A situação surgiu na sequência de uma intervenção de Rafael Nunes, na qual criticou a condução dos trabalhos do dia anterior e fez referências à atuação da Mesa, em particular da vice-presidente da Assembleia, Rafaela Fernandes.
“Permitam-me só terminar a discussão de ontem, dizendo que há quem seja salvo.

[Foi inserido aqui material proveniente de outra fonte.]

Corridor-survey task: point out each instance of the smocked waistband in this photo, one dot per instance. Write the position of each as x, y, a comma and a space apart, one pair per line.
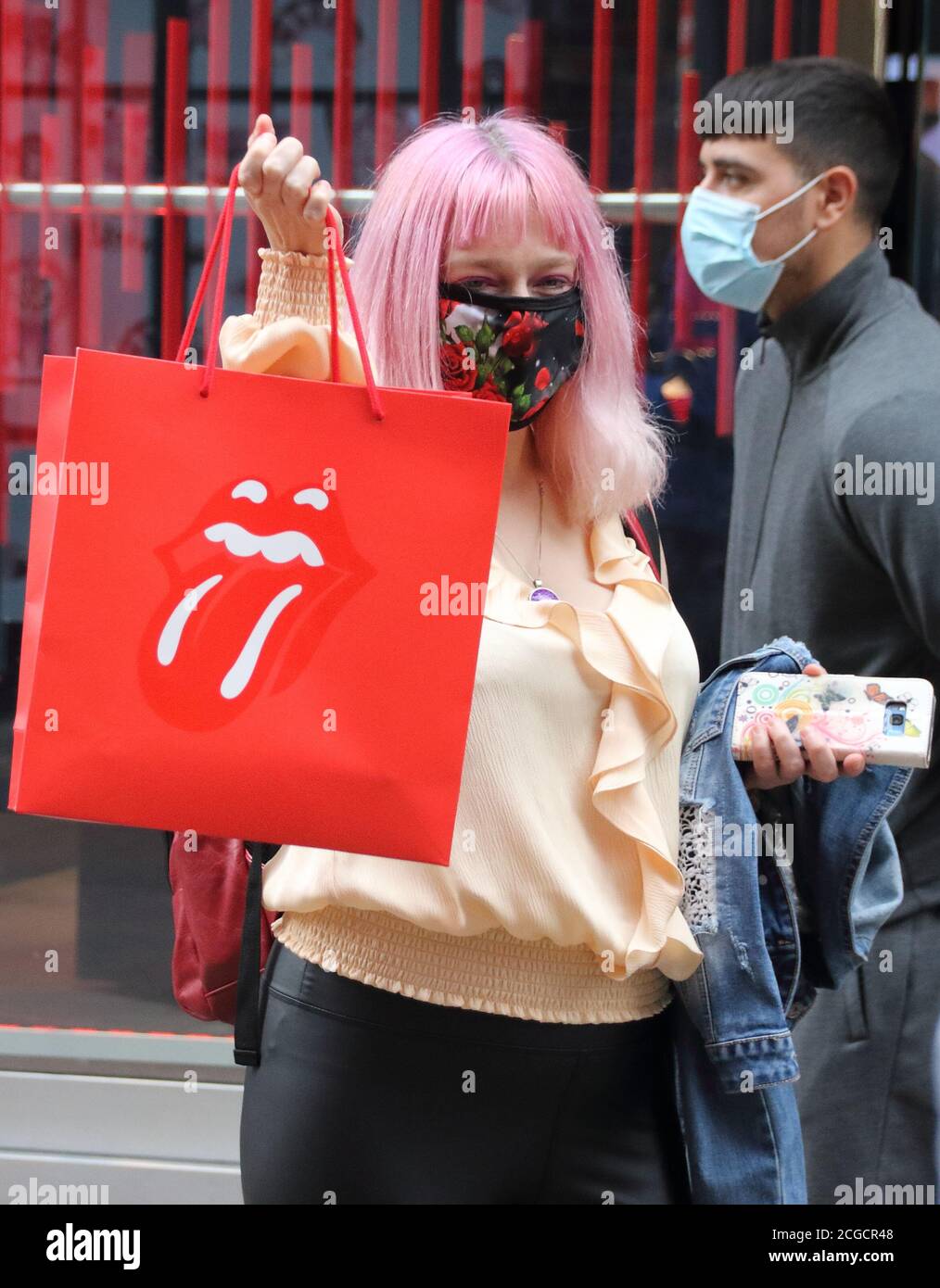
494, 971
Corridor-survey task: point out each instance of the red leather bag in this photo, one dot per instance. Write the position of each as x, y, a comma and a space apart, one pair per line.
210, 880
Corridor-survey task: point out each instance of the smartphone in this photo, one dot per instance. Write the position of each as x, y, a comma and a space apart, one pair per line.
889, 720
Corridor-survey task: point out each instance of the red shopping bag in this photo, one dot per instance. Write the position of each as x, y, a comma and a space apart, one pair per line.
266, 625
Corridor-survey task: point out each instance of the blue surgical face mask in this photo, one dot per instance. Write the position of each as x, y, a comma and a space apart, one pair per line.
718, 232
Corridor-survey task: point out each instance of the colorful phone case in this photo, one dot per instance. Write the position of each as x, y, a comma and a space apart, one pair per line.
887, 719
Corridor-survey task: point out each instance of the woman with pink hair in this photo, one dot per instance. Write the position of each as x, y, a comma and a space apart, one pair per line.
494, 1030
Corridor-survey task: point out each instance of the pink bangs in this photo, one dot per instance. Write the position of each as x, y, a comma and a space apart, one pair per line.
451, 184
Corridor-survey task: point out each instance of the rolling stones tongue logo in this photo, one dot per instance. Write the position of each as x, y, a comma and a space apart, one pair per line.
253, 587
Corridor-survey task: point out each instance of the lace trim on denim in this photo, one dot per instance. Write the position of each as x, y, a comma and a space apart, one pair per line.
696, 865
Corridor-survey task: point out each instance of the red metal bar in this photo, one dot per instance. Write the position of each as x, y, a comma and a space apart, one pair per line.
302, 95
472, 85
429, 66
533, 30
135, 62
386, 80
258, 102
174, 170
783, 29
92, 171
601, 57
516, 78
343, 92
728, 317
828, 29
686, 178
643, 126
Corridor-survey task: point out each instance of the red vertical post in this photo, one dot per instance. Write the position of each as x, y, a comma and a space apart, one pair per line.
429, 61
135, 89
686, 178
92, 172
217, 120
533, 30
516, 79
343, 89
558, 131
783, 29
728, 317
472, 82
258, 102
601, 56
685, 38
828, 29
49, 171
302, 95
386, 80
10, 223
63, 327
174, 172
643, 128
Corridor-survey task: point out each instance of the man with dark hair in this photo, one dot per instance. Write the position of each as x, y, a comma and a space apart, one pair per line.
834, 534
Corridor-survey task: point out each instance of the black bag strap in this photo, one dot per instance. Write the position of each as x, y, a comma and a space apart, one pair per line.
248, 993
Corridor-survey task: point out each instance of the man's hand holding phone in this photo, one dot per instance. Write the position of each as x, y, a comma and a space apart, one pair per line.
778, 759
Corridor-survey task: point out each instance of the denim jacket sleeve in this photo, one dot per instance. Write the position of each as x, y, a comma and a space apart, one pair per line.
841, 905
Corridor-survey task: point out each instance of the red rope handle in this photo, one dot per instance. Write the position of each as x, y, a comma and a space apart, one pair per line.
640, 537
220, 247
378, 411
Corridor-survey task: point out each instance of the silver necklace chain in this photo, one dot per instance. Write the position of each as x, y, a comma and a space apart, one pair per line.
535, 581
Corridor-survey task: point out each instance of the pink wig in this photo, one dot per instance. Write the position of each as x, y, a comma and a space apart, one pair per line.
452, 183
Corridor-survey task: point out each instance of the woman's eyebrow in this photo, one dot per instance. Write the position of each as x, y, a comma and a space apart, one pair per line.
560, 260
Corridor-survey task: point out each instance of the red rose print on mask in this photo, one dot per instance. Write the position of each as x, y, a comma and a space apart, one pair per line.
254, 582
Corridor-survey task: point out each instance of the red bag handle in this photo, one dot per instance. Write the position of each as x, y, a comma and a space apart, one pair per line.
220, 247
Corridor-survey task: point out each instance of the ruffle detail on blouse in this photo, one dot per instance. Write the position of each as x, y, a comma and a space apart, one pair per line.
640, 724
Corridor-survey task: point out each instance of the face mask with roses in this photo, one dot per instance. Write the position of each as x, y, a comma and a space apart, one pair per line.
518, 349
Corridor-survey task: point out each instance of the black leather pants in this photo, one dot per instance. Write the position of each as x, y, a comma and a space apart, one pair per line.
369, 1096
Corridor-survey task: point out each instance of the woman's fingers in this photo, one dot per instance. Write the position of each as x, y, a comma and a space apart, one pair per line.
263, 125
250, 171
854, 764
286, 190
764, 751
788, 751
823, 765
279, 164
297, 185
319, 198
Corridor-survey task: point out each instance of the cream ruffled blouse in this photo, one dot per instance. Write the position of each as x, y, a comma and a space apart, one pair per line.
567, 821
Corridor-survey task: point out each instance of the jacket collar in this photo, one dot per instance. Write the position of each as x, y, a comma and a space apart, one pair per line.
815, 329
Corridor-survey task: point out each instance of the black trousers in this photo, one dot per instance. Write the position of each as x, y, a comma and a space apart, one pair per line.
369, 1096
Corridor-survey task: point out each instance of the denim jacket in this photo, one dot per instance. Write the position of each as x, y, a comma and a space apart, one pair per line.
774, 928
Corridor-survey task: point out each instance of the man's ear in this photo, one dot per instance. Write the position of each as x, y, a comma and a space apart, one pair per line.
838, 195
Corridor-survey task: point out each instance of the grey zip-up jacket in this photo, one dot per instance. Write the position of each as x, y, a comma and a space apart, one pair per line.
834, 534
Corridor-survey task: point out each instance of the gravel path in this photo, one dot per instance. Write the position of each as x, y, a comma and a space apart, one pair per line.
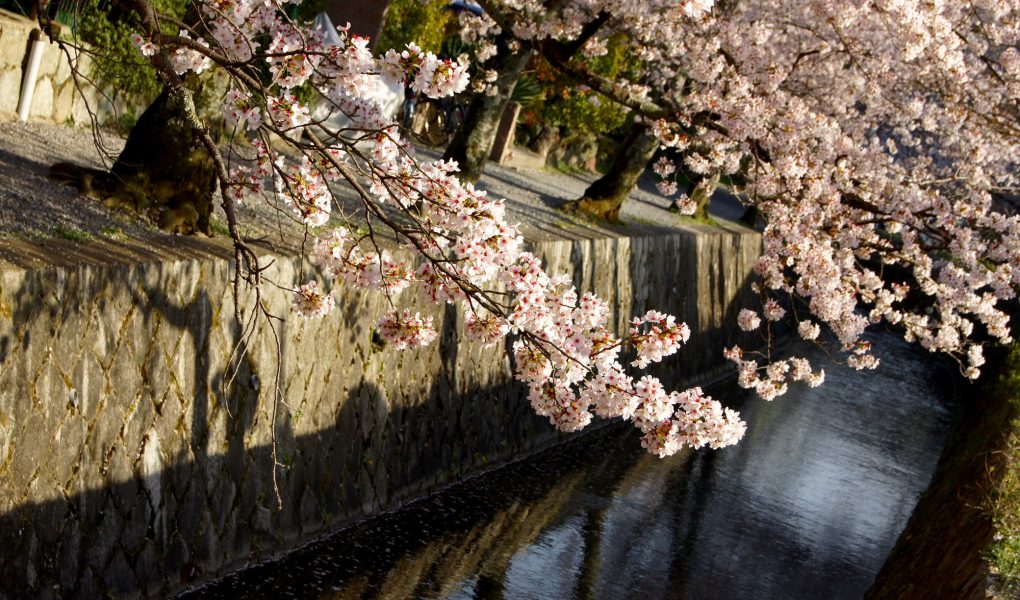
33, 206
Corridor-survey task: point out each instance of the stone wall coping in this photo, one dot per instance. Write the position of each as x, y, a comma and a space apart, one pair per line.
42, 253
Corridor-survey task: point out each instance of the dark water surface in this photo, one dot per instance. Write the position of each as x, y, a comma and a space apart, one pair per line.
806, 507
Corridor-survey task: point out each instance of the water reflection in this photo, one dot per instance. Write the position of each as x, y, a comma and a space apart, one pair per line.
807, 506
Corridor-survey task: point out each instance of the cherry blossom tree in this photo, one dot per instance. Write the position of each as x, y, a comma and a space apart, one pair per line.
871, 138
876, 141
464, 249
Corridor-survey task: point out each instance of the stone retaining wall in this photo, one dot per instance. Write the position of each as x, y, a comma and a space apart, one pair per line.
55, 98
136, 447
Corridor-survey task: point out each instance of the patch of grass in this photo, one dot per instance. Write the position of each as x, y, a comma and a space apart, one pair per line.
219, 228
1004, 555
72, 234
112, 233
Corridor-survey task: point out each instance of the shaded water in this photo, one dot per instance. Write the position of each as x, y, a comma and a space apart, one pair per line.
807, 506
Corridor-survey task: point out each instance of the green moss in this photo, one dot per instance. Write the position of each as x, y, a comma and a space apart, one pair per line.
219, 228
71, 233
1004, 555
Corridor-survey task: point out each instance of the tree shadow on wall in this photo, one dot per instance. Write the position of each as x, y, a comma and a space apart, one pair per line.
164, 488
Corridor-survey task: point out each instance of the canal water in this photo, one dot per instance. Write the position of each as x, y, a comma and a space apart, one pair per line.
807, 506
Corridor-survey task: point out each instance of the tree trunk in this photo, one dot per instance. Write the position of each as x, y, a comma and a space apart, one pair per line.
166, 169
163, 172
472, 142
604, 198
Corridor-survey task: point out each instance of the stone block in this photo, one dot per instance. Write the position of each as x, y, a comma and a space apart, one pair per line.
42, 101
10, 89
13, 46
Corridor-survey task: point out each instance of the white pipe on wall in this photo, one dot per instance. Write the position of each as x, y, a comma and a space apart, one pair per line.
31, 75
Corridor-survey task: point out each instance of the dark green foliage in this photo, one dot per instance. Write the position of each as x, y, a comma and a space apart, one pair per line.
117, 65
421, 21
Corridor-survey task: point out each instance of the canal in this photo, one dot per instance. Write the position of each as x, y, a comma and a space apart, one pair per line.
807, 506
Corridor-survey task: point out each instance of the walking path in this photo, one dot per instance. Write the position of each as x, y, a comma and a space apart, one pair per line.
42, 220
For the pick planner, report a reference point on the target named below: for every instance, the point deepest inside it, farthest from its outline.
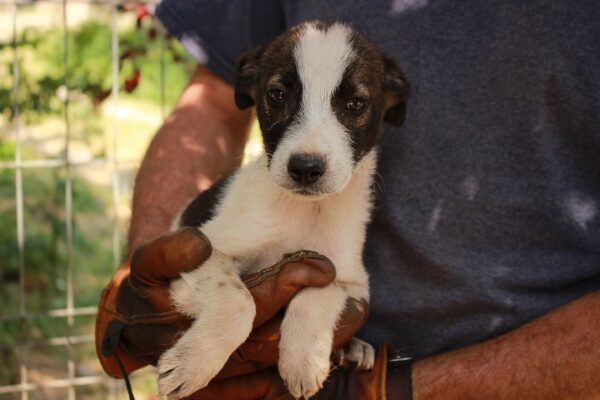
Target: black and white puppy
(321, 93)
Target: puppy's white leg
(307, 337)
(224, 311)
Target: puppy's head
(321, 93)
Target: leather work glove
(136, 320)
(387, 380)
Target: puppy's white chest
(257, 223)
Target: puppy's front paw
(356, 353)
(184, 369)
(304, 370)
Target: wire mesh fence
(62, 205)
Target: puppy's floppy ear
(246, 76)
(395, 91)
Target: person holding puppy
(483, 248)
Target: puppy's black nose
(306, 168)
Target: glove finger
(261, 385)
(274, 287)
(161, 260)
(259, 351)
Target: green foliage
(89, 70)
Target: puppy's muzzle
(306, 169)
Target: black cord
(125, 376)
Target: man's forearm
(202, 140)
(556, 356)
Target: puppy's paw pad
(304, 378)
(180, 375)
(356, 353)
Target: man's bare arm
(556, 356)
(202, 140)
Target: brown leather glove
(136, 321)
(384, 381)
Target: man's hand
(137, 319)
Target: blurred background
(84, 85)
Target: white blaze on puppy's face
(322, 57)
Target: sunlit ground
(131, 120)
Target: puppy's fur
(321, 92)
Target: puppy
(321, 92)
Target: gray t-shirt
(488, 198)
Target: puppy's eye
(355, 104)
(277, 96)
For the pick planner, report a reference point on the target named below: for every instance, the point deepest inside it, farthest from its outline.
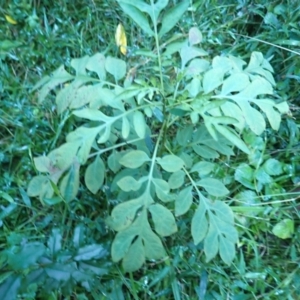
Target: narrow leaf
(172, 16)
(94, 175)
(137, 16)
(135, 257)
(139, 124)
(213, 186)
(134, 159)
(183, 201)
(199, 224)
(163, 220)
(171, 163)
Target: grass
(50, 33)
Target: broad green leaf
(152, 10)
(184, 135)
(172, 16)
(199, 224)
(54, 241)
(245, 175)
(171, 163)
(137, 16)
(183, 201)
(197, 66)
(124, 214)
(161, 186)
(152, 243)
(113, 161)
(195, 36)
(104, 135)
(79, 64)
(258, 86)
(7, 197)
(203, 168)
(89, 252)
(235, 83)
(123, 240)
(60, 272)
(94, 175)
(42, 163)
(116, 67)
(194, 87)
(189, 52)
(267, 106)
(273, 167)
(92, 115)
(105, 98)
(223, 212)
(26, 257)
(231, 109)
(213, 186)
(232, 137)
(253, 117)
(84, 95)
(205, 152)
(227, 250)
(135, 257)
(58, 77)
(69, 93)
(70, 183)
(63, 156)
(163, 219)
(79, 235)
(212, 79)
(139, 124)
(125, 128)
(40, 186)
(176, 179)
(128, 183)
(86, 137)
(262, 176)
(284, 229)
(96, 63)
(134, 159)
(211, 242)
(6, 211)
(10, 287)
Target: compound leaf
(134, 159)
(213, 186)
(163, 220)
(94, 175)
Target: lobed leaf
(171, 163)
(134, 159)
(94, 175)
(172, 16)
(163, 219)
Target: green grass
(50, 33)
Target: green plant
(264, 266)
(148, 138)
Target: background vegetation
(50, 33)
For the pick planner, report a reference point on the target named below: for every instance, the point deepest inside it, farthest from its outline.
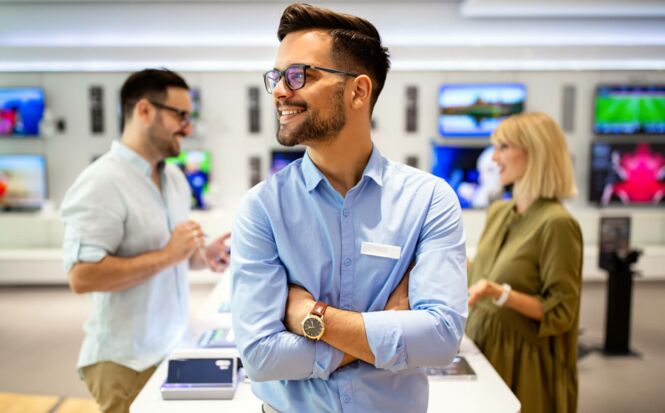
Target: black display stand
(619, 301)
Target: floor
(40, 334)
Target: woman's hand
(484, 288)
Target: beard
(314, 128)
(164, 141)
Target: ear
(144, 111)
(361, 94)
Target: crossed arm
(345, 330)
(268, 332)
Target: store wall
(224, 128)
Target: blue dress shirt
(114, 208)
(296, 229)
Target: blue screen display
(475, 110)
(22, 182)
(21, 111)
(471, 172)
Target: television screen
(628, 174)
(21, 111)
(195, 164)
(476, 110)
(471, 172)
(22, 182)
(280, 158)
(629, 110)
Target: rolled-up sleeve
(258, 305)
(561, 268)
(429, 334)
(93, 216)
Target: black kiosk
(616, 257)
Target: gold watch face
(312, 327)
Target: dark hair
(356, 43)
(148, 83)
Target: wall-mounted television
(475, 110)
(22, 182)
(281, 158)
(627, 173)
(21, 111)
(629, 110)
(471, 172)
(195, 164)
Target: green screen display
(630, 110)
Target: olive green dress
(538, 253)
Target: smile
(286, 115)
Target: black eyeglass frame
(184, 116)
(282, 74)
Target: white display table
(487, 393)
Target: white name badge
(381, 250)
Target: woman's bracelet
(504, 295)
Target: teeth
(290, 112)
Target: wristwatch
(313, 326)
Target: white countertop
(487, 393)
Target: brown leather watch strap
(319, 309)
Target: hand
(298, 305)
(399, 298)
(186, 238)
(217, 253)
(484, 288)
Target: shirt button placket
(348, 242)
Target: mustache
(292, 103)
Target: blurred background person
(526, 276)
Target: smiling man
(129, 242)
(328, 248)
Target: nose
(495, 155)
(281, 90)
(188, 129)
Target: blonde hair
(549, 170)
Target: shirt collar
(373, 170)
(134, 159)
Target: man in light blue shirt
(129, 243)
(321, 249)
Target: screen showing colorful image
(628, 174)
(476, 110)
(471, 172)
(629, 110)
(22, 182)
(21, 111)
(195, 164)
(281, 159)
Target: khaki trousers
(114, 386)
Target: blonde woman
(526, 276)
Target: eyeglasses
(184, 116)
(295, 76)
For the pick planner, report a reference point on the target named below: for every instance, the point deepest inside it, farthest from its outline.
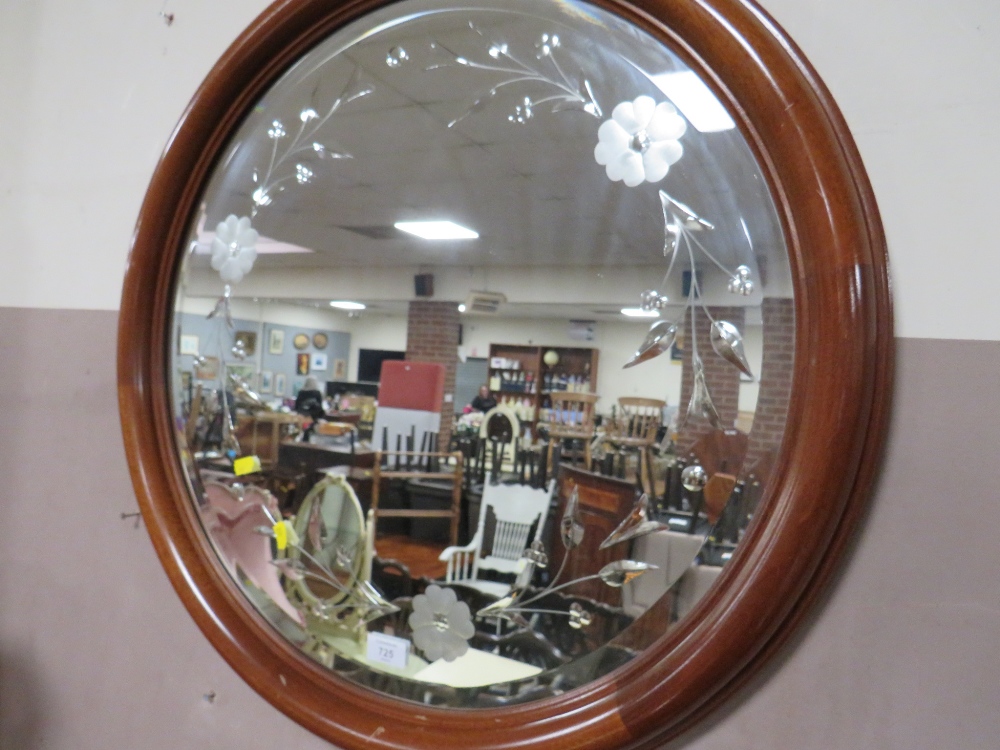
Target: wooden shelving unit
(519, 372)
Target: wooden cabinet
(603, 503)
(524, 376)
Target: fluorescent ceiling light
(638, 312)
(436, 230)
(695, 101)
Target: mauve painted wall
(96, 651)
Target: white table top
(474, 669)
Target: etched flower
(442, 625)
(640, 141)
(233, 251)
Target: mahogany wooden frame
(836, 426)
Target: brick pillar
(775, 378)
(432, 336)
(722, 378)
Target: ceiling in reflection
(532, 190)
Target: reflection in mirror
(483, 344)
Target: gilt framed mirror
(605, 371)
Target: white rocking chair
(510, 511)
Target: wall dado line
(68, 681)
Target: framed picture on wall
(207, 369)
(188, 344)
(302, 364)
(246, 340)
(276, 341)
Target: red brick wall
(432, 336)
(775, 378)
(722, 378)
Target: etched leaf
(659, 339)
(728, 344)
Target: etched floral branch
(680, 225)
(287, 162)
(566, 93)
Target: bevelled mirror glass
(477, 362)
(538, 200)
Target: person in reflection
(309, 403)
(484, 401)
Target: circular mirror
(588, 336)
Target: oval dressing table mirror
(644, 230)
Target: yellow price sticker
(246, 465)
(281, 534)
(284, 534)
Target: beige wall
(97, 653)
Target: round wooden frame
(837, 419)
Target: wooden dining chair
(572, 418)
(634, 429)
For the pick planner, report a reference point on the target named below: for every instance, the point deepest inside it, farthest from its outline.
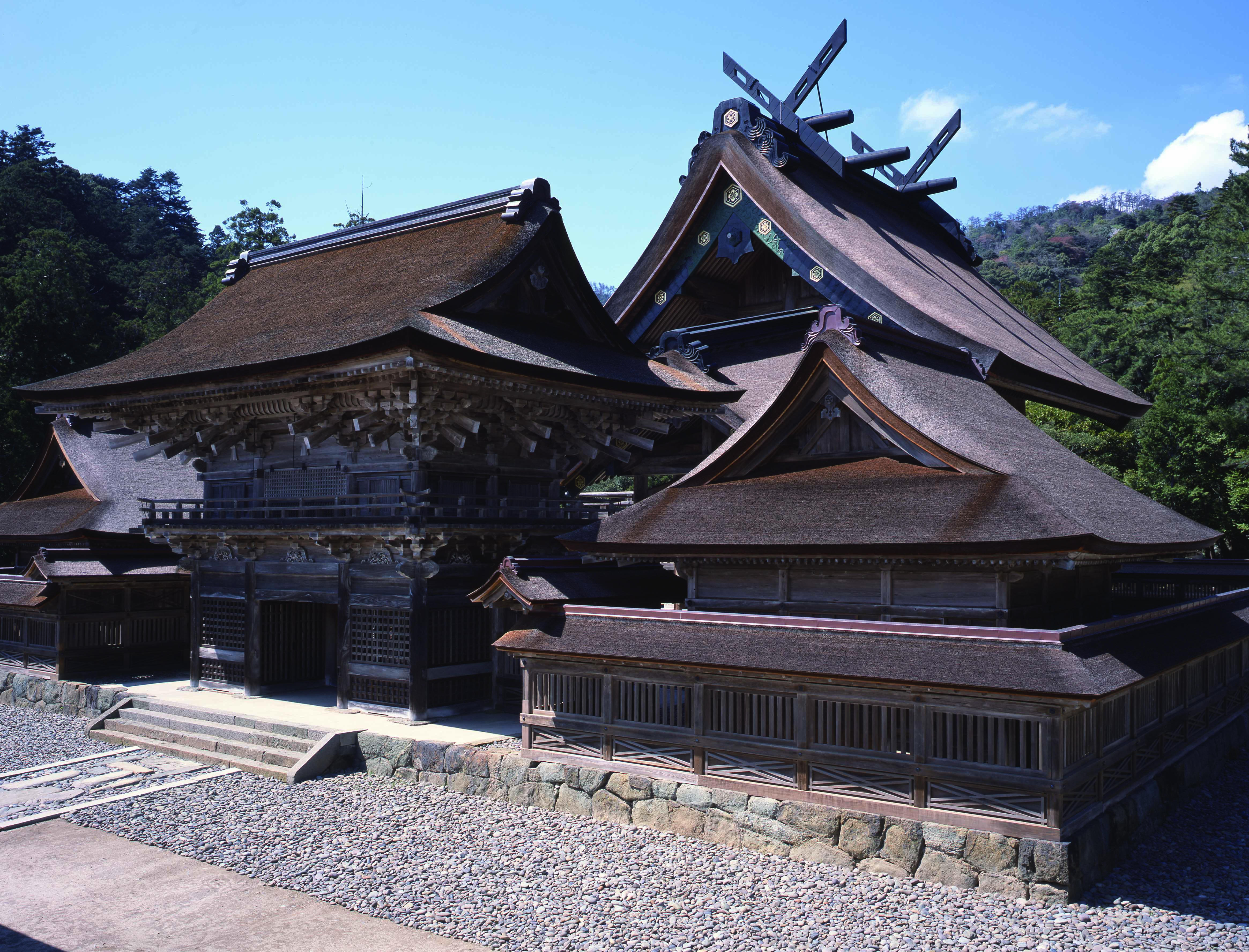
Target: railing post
(251, 634)
(344, 635)
(419, 651)
(195, 635)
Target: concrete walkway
(78, 890)
(318, 709)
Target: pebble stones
(519, 879)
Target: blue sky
(438, 102)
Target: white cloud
(1093, 194)
(928, 112)
(1201, 155)
(1058, 122)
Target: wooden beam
(309, 423)
(634, 440)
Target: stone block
(946, 839)
(813, 818)
(630, 788)
(455, 759)
(822, 850)
(861, 835)
(729, 800)
(694, 796)
(771, 829)
(764, 845)
(654, 815)
(428, 755)
(883, 868)
(553, 773)
(764, 806)
(1047, 894)
(493, 790)
(904, 844)
(945, 869)
(512, 770)
(574, 801)
(1002, 885)
(719, 828)
(686, 821)
(992, 853)
(664, 789)
(610, 807)
(590, 779)
(1045, 861)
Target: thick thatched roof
(1086, 668)
(423, 280)
(889, 254)
(994, 481)
(109, 487)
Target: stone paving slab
(79, 890)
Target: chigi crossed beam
(785, 113)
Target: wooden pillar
(419, 651)
(344, 634)
(196, 634)
(251, 634)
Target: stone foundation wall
(72, 698)
(1051, 873)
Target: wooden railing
(1011, 761)
(373, 509)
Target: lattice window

O senhor deputado Válter Correia foi salvo pela Sra. vice-presidente da Assembleia que, percebendo que o sr. deputado estava a meter os pés pelas mãos, decidiu encerrar rapidamente os trabalhos e impedir que falassem os únicos dois oradores quando ainda eram 13h04”, afirmou parlamentar do JPP.
As declarações motivaram uma interpelação à Mesa por parte do deputado social-democrata Jaime Filipe Ramos, que acusou o parlamentar do JPP de colocar em causa a “imparcialidade” da Mesa.
Perante o clima instalado, a presidente da ALRAM, Rubina Leal, interveio para esclarecer que não existia “fundamento regimental” para a interpelação nem para pedidos de defesa da honra, sublinhando que a Mesa “não considerou ter havido qualquer ofensa”.
“Sr. deputado, eu tenho, ao abrigo do Regimento, a possibilidade de rejeitar ou aceitar. Aquilo que eu considerei, a Mesa considerou, é que não havia qualquer fundamento para a interpelação à Mesa. Pelo contrário”, declarou Rubina Leal.